The situation at the Bank was tricky. At work, I was frightened. I'd put
myself in a real pickle. By claiming being hungover as the reason for my
tremor, I had set myself up for my manager to conclude that I had a drinking
problem serious enough to warrant sending me to Donwoods to have it treated.
My initial focus wasn't on that, however. I had to correct the bad
performance appraisal. My manager would have none of it. Attempts on my part
to rewrite it, softening some of the negative comments were greeted with
derision. To be sure, there were elements of truth to the p.a., but I felt
the picture of me that emerged was a cruel caricature. I finally realized
that I had no alternative. I had to tell him about Parkinson's. When I
brought up the subject, I told him that I had mentioned it to his
predecessor, and that he had seemed unconcerned.

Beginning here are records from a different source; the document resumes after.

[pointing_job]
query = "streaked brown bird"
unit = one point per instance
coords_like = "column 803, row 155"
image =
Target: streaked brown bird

 "It's getting worse now, as you can see," I said. "Parkinson's is starting
to affect my job performance."
 "I don't want any phony excuses out of you. Just get down to work and
forget about excuses."
 I bought a bit of time when I told him about changing doctors, but his
reaction was disappointment at not being able to put the blocks to me. I
wasn't getting anywhere with him: once his mind was set on a course of
action, he would not let facts alter his goal. Unfortunately, he was
determined to get my team as well as me.
 In fairness to my manager, I must say that I was pretty insufferable at
this time. I was by no means a model employee. Despite my efforts not to put
my foot in my mouth, or to be too quick with my tongue, I was not totally
successful. As I mentioned earlier, our personalities fundamentally clashed.

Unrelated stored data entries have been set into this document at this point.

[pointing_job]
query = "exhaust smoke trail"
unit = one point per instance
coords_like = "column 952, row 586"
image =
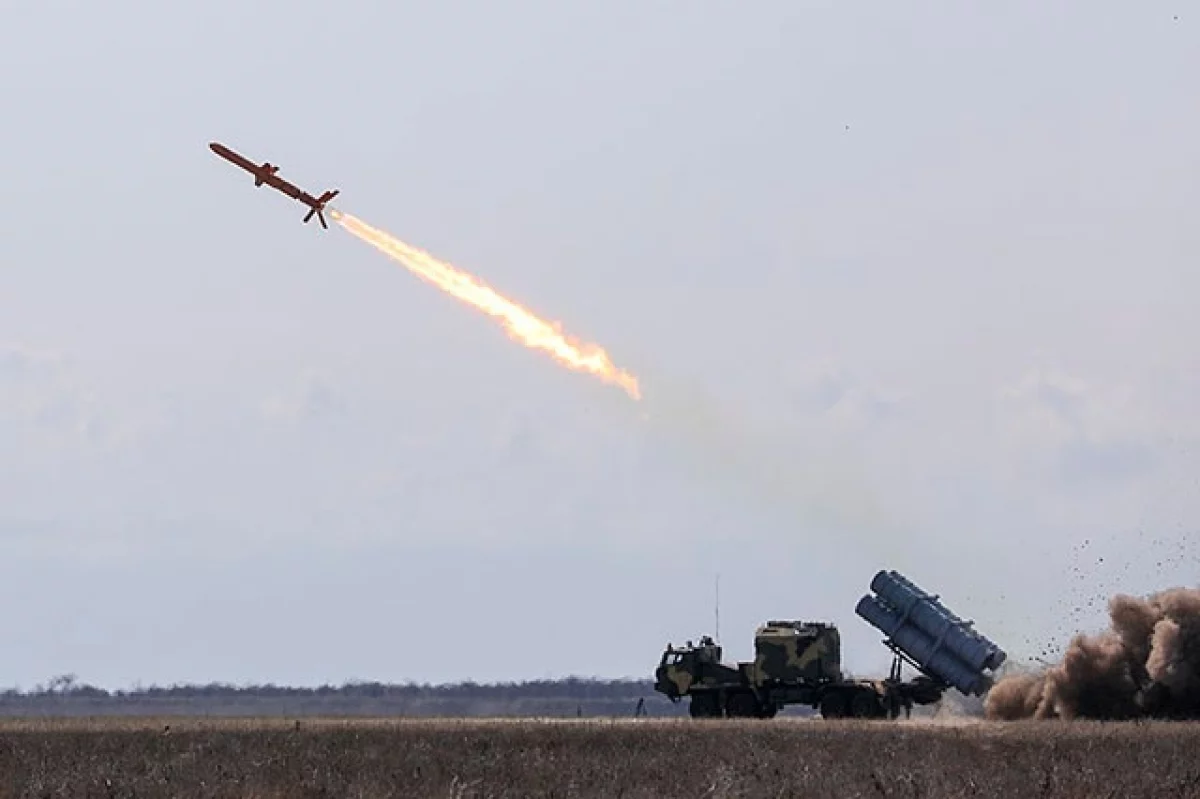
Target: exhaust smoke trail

But there was more to it than that. We came from different business
cultures. At Wood Gundy and at Molson's, individualism was encouraged and a
strong independent personality could flourish. At Molson's there were only
three levels between me and the chairman. At the bank there were six. It was
extremely hierarchical and there were incredible internal politics. It was a
business culture where you stuck to the rule book. My manager had grown up
in the bank, loved it, and to an extent had the affection reciprocated. He
was a living example of the company man that William H. White had so
successfully personified in his 1956 book The Organization Man, and he was
always trying to ingratiate himself with senior executives. He knew and
followed to the letter, the precise rules set down in the Bank's Manual of
Routine Procedure. From his point of view I was a hazard. For example, the
Bank has financial reporting requirements in virtually all loan agreements
and financial tests, such as working capital ratios, tangible net worth,
etc. Most bank employees had systems, ranging from simple to complex, which
ensured that they could check to see if the reports had arrived on time and
if the tests had been met. He asked me one day to describe my "bring forward
system", as these things were called.
 "It's up here", I said, pointing to my head. And so it was. I kept track of
the requirements for my portfolio of companies in my head, without the
benefit of hard copy. For him, this was a shocking violation of the system,
and pure arrogance on my part to believe that I could keep in my head all
the key dates when borrowers had to have their financial reports in.